OFAC states that between April 2016 and October 2018 these subsidiaries sought and received 43 wire transfers totaling about $1.1 million from 15 different third-party companies in Hong Kong, China, and Turkey as payment for the sale of alcoholic beverages to North Korea. All of these transfers were processed by U.S. correspondent banks, which thus exported financial services to North Korea.
According to OFAC, the statutory maximum civil monetary penalty applicable in this matter is $15.8 million and the base penalty amount is $1.7 million. Aggravating factors included the subsidiaries’ failure to exercise due caution or care and the fact that the subsidiaries’ senior management knew or had reason to know they were doing business with, and receiving payments made on behalf of, North Korean entities. OFAC further notes that the apparent violations were not voluntarily self-disclosed and that neither the parent company nor its subsidiaries had sanctions compliance programs or policies in place at the time the conduct at issue occurred.
Mitigating factors included the company’s clean penalty history, substantial cooperation with OFAC’s investigation, and implementation of significant remedial measures, including establishing sanctions compliance teams and programs at its subsidiaries, providing sanctions compliance training to its subsidiaries, and engaging an independent third party to perform compliance screening functions. In addition, the subsidiaries’ senior management issued a compliance directive that prohibited doing business with comprehensively sanctioned jurisdictions and required due diligence on all prospective and renewing customers, including screening customers against sanctions lists.

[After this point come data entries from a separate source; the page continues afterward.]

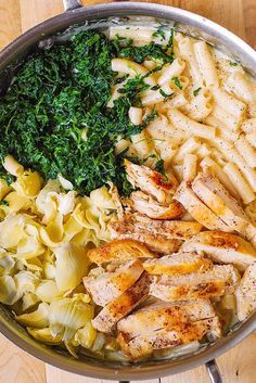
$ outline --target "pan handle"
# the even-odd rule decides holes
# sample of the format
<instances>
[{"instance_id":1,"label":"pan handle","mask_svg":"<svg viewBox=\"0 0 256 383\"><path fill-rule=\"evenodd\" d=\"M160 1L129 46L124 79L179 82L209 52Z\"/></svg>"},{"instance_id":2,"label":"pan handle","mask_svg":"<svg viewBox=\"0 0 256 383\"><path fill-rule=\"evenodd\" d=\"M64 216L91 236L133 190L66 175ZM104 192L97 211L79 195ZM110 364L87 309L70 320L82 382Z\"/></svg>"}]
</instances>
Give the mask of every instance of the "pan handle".
<instances>
[{"instance_id":1,"label":"pan handle","mask_svg":"<svg viewBox=\"0 0 256 383\"><path fill-rule=\"evenodd\" d=\"M80 0L63 0L63 5L65 11L73 11L82 7L82 3Z\"/></svg>"},{"instance_id":2,"label":"pan handle","mask_svg":"<svg viewBox=\"0 0 256 383\"><path fill-rule=\"evenodd\" d=\"M212 383L223 383L218 365L216 360L209 360L205 363L206 370L209 374L209 379Z\"/></svg>"}]
</instances>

OFAC states that this enforcement action illustrates (1) how non-U.S. persons in foreign jurisdictions may face sanctions liability, particularly when utilizing the U.S. financial system, (2) how the absence of a risk-based sanctions compliance program can increase the likelihood of committing potential sanctions violations, and (3) the importance of conducting a sanctions risk assessment to identify potential areas in which a company may, directly or indirectly, engage with OFAC-prohibited persons, parties, countries, or regions, including an assessment of the geographic location of customers, supply chains, intermediaries, and counter-parties.